Charlie Chapo was nodding slowly. “I meant to tell you that. Chimè.”
That, Doctor Oliver knew, was the current word for zenglendo or bandits or occasionally lawless persons who might sometimes engage in political thuggery, abruptly materializing, then fading away. Those on the barricades were chimè as well. The literal translation was “chimera.”
“They cut her heart out,” Charlie added.
“Jesus. Why?”
There was a flash behind the bar, where a server had silently appeared, his eyes widening white in the shadows at what Charlie had said.

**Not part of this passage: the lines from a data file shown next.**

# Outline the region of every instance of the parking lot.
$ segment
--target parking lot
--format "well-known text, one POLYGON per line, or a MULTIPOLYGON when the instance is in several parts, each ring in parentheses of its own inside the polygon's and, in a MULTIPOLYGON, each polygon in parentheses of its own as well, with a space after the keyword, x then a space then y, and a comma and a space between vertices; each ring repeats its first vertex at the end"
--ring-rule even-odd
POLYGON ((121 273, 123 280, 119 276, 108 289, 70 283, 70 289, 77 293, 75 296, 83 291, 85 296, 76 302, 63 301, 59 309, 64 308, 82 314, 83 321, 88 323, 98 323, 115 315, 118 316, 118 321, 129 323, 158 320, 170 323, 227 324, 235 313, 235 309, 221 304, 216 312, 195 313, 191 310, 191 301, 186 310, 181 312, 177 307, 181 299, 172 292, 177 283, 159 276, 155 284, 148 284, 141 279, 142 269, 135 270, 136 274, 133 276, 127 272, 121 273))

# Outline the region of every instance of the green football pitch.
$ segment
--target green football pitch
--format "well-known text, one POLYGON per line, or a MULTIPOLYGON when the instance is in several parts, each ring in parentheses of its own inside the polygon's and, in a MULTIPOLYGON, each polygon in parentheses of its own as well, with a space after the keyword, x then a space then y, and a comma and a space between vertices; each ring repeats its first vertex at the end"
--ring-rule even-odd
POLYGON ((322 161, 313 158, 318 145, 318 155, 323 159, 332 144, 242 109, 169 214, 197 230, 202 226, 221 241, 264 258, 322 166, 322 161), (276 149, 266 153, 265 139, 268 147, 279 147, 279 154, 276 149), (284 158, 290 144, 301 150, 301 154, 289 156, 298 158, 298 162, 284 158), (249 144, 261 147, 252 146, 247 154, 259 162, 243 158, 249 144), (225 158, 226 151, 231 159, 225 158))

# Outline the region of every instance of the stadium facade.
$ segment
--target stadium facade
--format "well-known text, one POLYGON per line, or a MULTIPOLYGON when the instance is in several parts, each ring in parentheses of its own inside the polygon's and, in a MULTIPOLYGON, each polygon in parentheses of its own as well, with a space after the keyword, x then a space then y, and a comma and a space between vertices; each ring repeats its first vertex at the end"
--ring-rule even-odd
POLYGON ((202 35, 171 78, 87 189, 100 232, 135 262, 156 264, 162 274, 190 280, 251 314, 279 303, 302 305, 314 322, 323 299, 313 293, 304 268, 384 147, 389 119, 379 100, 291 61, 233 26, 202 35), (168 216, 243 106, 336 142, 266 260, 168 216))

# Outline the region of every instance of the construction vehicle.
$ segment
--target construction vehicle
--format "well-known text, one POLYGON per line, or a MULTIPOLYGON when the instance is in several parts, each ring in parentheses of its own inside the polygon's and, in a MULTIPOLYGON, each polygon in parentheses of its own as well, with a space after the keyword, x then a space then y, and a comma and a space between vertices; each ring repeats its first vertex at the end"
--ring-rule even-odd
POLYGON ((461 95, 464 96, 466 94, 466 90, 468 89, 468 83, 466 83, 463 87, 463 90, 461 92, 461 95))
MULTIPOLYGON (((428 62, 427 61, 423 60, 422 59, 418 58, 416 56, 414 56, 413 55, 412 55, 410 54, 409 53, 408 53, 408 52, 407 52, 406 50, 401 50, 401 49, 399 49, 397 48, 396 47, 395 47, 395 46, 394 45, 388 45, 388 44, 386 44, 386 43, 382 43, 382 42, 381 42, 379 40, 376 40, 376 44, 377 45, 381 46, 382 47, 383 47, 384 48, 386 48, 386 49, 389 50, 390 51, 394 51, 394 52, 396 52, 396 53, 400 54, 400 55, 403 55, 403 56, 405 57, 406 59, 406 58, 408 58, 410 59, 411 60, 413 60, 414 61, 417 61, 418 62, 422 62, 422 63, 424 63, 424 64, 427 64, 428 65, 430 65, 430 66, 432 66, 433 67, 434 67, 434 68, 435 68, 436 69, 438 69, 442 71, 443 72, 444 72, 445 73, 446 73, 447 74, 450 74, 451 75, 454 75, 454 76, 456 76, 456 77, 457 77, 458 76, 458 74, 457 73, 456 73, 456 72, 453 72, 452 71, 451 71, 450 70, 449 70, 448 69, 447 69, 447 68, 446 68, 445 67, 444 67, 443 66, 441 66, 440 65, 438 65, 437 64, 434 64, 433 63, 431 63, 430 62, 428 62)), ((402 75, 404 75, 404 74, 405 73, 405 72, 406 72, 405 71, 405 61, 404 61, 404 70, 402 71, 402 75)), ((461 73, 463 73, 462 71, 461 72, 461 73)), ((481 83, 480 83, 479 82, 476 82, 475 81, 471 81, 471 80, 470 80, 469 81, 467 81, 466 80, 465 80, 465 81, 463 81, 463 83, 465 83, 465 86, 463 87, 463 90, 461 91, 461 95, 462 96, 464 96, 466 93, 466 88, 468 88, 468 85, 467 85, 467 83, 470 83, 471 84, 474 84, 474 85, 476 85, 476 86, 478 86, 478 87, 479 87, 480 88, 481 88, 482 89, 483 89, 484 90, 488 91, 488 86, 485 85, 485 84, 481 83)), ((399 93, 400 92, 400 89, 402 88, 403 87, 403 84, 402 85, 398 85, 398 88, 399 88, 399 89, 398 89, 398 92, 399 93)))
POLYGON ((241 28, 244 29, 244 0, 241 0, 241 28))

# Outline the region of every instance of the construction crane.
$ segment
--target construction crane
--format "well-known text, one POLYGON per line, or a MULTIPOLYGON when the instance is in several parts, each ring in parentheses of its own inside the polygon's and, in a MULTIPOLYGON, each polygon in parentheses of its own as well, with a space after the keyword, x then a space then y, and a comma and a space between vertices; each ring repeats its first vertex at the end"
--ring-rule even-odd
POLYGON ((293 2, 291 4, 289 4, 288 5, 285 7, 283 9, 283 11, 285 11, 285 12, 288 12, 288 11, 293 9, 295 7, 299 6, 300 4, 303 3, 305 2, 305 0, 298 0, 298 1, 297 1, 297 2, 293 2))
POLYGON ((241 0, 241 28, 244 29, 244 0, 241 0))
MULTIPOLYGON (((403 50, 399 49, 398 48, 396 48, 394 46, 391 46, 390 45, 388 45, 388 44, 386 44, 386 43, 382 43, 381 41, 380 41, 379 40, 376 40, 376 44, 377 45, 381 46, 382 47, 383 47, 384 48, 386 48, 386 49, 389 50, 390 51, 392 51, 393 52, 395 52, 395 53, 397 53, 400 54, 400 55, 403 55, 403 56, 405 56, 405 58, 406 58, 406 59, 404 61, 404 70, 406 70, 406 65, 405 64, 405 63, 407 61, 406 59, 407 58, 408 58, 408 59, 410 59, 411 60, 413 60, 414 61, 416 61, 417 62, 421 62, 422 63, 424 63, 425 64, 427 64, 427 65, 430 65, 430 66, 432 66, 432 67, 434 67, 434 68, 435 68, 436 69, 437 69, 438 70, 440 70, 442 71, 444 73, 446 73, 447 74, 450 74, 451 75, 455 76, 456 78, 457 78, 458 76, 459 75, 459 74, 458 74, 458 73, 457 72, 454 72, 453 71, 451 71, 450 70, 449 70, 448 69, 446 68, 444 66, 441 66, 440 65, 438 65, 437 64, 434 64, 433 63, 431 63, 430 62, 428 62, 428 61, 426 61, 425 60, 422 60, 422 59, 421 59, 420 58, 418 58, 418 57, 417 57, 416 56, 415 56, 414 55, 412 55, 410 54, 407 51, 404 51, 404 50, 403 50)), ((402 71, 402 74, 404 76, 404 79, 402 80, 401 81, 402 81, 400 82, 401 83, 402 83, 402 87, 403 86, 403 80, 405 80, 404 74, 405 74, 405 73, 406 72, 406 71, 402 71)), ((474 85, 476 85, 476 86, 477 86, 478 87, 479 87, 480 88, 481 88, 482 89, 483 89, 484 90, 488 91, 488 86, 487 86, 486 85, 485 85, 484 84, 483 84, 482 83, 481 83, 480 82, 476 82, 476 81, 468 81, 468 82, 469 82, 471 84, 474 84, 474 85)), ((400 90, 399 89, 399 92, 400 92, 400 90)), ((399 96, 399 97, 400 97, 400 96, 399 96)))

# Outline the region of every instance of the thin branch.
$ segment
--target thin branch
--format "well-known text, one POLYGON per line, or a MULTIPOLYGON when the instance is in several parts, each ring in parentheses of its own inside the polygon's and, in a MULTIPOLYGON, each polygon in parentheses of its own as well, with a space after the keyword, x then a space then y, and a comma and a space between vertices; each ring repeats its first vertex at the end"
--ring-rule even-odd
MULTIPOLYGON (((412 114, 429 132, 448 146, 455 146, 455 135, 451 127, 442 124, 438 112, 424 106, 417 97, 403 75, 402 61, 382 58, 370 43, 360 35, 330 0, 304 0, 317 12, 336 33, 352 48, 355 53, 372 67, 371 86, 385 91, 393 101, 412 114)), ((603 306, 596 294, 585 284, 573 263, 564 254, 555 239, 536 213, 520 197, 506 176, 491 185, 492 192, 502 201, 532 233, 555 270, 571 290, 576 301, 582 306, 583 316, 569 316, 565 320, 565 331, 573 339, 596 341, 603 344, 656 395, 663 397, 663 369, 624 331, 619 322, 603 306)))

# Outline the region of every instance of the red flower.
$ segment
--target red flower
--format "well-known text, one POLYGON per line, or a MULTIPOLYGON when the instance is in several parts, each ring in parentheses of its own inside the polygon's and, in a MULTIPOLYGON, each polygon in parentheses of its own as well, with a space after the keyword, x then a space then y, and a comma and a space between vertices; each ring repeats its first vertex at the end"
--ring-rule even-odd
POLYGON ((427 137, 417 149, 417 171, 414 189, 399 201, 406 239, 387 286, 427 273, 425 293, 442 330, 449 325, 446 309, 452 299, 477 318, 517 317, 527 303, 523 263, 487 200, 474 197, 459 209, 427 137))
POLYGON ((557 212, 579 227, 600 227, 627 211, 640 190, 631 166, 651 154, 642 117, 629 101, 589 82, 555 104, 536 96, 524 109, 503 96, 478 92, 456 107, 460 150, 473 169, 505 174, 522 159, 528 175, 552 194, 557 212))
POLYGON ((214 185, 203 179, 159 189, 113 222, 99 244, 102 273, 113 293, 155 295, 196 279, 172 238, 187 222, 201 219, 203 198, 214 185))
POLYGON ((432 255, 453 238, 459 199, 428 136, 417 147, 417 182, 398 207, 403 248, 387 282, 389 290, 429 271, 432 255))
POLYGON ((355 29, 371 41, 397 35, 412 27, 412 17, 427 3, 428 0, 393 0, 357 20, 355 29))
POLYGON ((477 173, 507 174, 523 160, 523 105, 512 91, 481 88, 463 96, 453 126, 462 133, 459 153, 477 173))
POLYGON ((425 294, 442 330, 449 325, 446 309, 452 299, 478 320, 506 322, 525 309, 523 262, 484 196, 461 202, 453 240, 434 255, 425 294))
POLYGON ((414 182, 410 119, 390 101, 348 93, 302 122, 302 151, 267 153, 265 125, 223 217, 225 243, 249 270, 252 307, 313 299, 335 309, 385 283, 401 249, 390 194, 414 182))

“Scare the bejabbers out of everybody.” Charlie shrugged.
He had known her, Doctor Oliver realized, this harmless madwoman who’d styled herself the Queen of Haiti and did the stroll from Place Montarcher to the Boulevard de la Mer, capturing whomever she could in tight lassoes of her crazy talk.

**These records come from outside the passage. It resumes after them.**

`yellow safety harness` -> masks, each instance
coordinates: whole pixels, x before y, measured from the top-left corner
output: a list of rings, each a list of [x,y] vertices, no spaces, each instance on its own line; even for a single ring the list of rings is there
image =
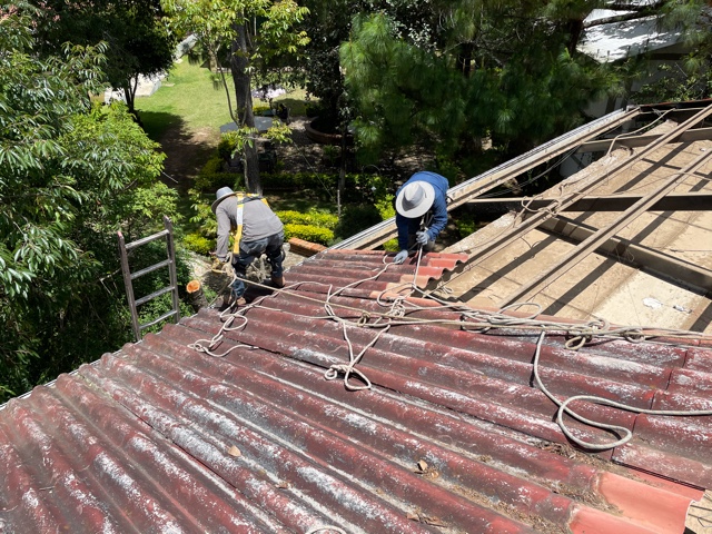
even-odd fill
[[[237,197],[237,228],[233,233],[233,254],[240,254],[240,239],[243,239],[243,206],[245,202],[250,202],[253,200],[261,200],[265,202],[265,206],[269,207],[267,199],[259,195],[245,195],[243,192],[238,192]]]

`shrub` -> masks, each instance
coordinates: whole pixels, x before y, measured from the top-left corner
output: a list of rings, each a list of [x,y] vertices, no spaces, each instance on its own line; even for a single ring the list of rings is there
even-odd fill
[[[305,241],[318,243],[320,245],[328,245],[334,240],[334,233],[328,228],[288,222],[285,225],[285,239],[291,237],[298,237]]]
[[[188,250],[204,256],[207,256],[210,254],[210,250],[215,249],[215,239],[208,239],[200,234],[188,234],[184,237],[182,244]]]
[[[237,145],[235,139],[229,136],[221,136],[220,142],[218,142],[218,157],[222,161],[229,161],[233,159],[233,152],[235,152]]]
[[[388,253],[399,251],[400,247],[398,246],[398,238],[394,237],[393,239],[388,239],[386,243],[383,244],[383,249]]]
[[[334,229],[334,235],[345,239],[380,221],[380,214],[375,206],[363,204],[358,206],[346,206],[342,212],[342,219]]]
[[[202,192],[215,192],[225,186],[230,186],[234,190],[241,189],[243,175],[237,172],[200,174],[194,180],[194,188]]]
[[[222,166],[225,165],[225,160],[219,156],[212,156],[208,159],[200,171],[199,175],[212,175],[215,172],[222,172]]]
[[[333,230],[338,224],[338,217],[333,214],[327,214],[323,211],[318,211],[317,209],[312,208],[306,214],[300,211],[277,211],[277,217],[285,225],[307,225],[307,226],[316,226],[319,228],[328,228]]]

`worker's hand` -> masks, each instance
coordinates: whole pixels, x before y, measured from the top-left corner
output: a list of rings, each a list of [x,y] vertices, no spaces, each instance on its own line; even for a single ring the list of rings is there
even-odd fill
[[[403,261],[405,261],[405,258],[408,257],[408,251],[407,250],[400,250],[398,254],[396,254],[396,257],[393,258],[393,263],[394,264],[402,264]]]
[[[427,233],[427,230],[416,231],[415,233],[415,240],[416,240],[416,243],[418,245],[424,247],[425,245],[427,245],[427,241],[431,240],[431,235]]]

“There’s always a sort of big energy buildup,” Charlie Chapo was saying. “Between Pentecost and Trinity—and it releases in the ceremonies. Normally it should. A thing like this, though … it can all start going in the wrong direction.”

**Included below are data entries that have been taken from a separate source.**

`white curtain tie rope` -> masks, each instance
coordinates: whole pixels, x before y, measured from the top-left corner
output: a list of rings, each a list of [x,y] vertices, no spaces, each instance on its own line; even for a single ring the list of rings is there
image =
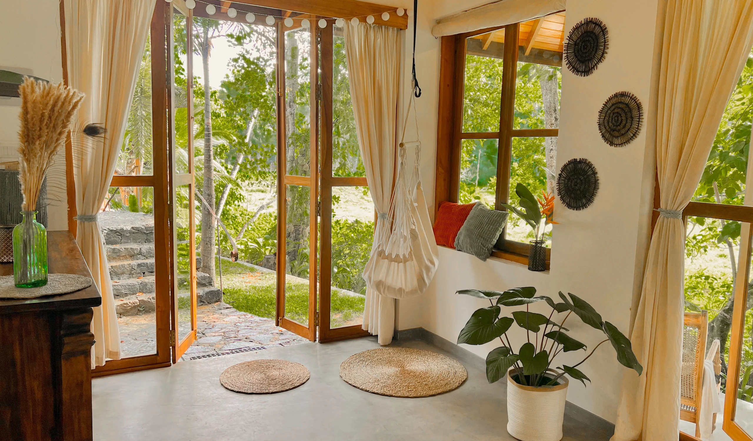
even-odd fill
[[[667,210],[666,208],[655,209],[664,217],[669,219],[682,219],[682,210]]]
[[[93,214],[79,214],[78,216],[74,216],[73,218],[79,222],[96,222],[99,214],[99,213],[94,213]]]

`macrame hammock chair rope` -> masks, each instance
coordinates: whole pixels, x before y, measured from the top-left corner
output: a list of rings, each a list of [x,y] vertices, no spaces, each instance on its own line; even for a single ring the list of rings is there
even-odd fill
[[[415,90],[416,83],[413,84]],[[371,257],[364,269],[364,279],[370,289],[395,299],[422,293],[439,265],[439,252],[419,170],[421,141],[418,136],[415,99],[415,94],[411,94],[398,148],[397,176],[389,211],[378,215]],[[416,141],[405,142],[411,110],[416,123]],[[410,175],[407,160],[408,148],[414,148],[416,151],[415,163]]]

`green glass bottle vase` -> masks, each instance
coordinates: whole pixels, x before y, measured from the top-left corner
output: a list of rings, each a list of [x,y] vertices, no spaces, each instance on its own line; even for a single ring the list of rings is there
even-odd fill
[[[13,278],[16,286],[47,284],[47,230],[36,211],[21,211],[23,220],[13,229]]]

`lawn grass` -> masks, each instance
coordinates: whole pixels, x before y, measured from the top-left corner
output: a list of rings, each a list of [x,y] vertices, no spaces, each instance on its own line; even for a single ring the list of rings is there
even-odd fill
[[[273,272],[254,272],[237,262],[222,260],[224,300],[239,311],[260,317],[275,318],[276,278]],[[218,277],[218,284],[219,280]],[[333,290],[331,327],[358,321],[363,316],[366,297]],[[309,284],[306,280],[288,277],[285,283],[285,317],[302,324],[309,319]]]

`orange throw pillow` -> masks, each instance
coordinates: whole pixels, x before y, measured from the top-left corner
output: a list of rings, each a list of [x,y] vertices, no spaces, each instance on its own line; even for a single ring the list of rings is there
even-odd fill
[[[455,248],[455,238],[471,214],[472,204],[456,204],[444,202],[437,211],[437,221],[434,224],[434,237],[437,245]]]

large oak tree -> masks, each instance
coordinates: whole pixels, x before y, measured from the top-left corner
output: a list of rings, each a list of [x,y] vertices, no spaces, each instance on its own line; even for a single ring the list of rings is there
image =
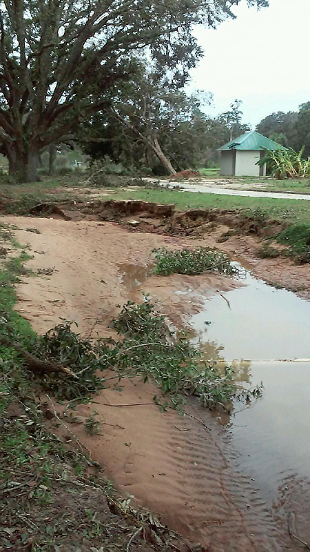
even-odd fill
[[[110,108],[141,50],[180,81],[202,55],[193,26],[234,17],[239,0],[0,1],[1,151],[10,172],[37,179],[39,153]],[[263,7],[267,0],[247,0]]]

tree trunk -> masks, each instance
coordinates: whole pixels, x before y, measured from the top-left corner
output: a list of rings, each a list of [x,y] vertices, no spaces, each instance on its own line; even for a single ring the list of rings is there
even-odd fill
[[[168,159],[168,158],[166,157],[166,156],[165,155],[165,153],[161,149],[159,142],[156,137],[152,139],[150,145],[152,146],[154,152],[157,156],[162,165],[165,167],[165,169],[167,169],[170,176],[172,175],[176,175],[176,170],[174,169],[172,165],[171,164],[170,160]]]
[[[55,172],[56,146],[54,144],[50,145],[49,152],[48,174],[52,176]]]
[[[27,166],[25,170],[25,181],[37,182],[39,180],[37,173],[39,162],[39,148],[31,147],[27,156]]]
[[[39,180],[37,169],[39,163],[39,148],[30,146],[28,153],[20,148],[8,150],[9,174],[17,176],[21,182],[37,182]]]

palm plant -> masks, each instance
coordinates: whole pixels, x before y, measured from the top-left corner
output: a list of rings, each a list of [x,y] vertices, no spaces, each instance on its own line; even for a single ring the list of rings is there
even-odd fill
[[[271,171],[272,175],[279,180],[285,178],[300,178],[310,175],[310,157],[302,158],[304,146],[299,152],[292,148],[277,150],[265,148],[265,156],[258,164],[265,165]]]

“I need to get out of here,” Doctor Oliver said. The demonstrations had cut him off from the airport, which was probably out of service anyway; he was meant to have flown to the States three days before.
“Right,” said Charlie, “it’s inconvenient for me too.”
Doctor Oliver touched the bottle in his pocket. Two pills left and why was he saving them? So there would be that much between him and the void. He resolved to speak about this to Charlie Chapo, who was sometimes something of a fixer.
“Charles. I need to …” A delicate matter. “Um. Refill a prescription.”
Charlie was looking at him slantwise. “For what?”
“Um.” Too much delicacy and he would not be understood. “Well, it’s Dilaudid. But I can substitute! OxyContin, Percocet even …”
“Or heroin would do.”
“Yes,” replied Doctor Oliver, naked now, and almost unashamed. “It would.”
But Charlie Chapo was shaking his head. “There’s coke around,” he said. “There’s even crack, believe it or not … but what you’re after—it’s not obvious.”
“At the hospital maybe?”
He felt Charlie Chapo withdraw a little, though his body had not moved. “You do the medical missions, right? So you know, they never have enough painkillers for …”
… nonrecreational users, Doctor Oliver thought, his shame bitter now.
“I’ve got a couple of cats to kill,” Charlie said. “I think you shouldn’t be kicking around by yourself—not today. Magloire’s looking for you, maybe he can help.”
“Oh,” said Doctor Oliver, remembering the name scrawled in the dust. It gave him a faintly reassuring sense of connectedness. “I thought he was looking for you.”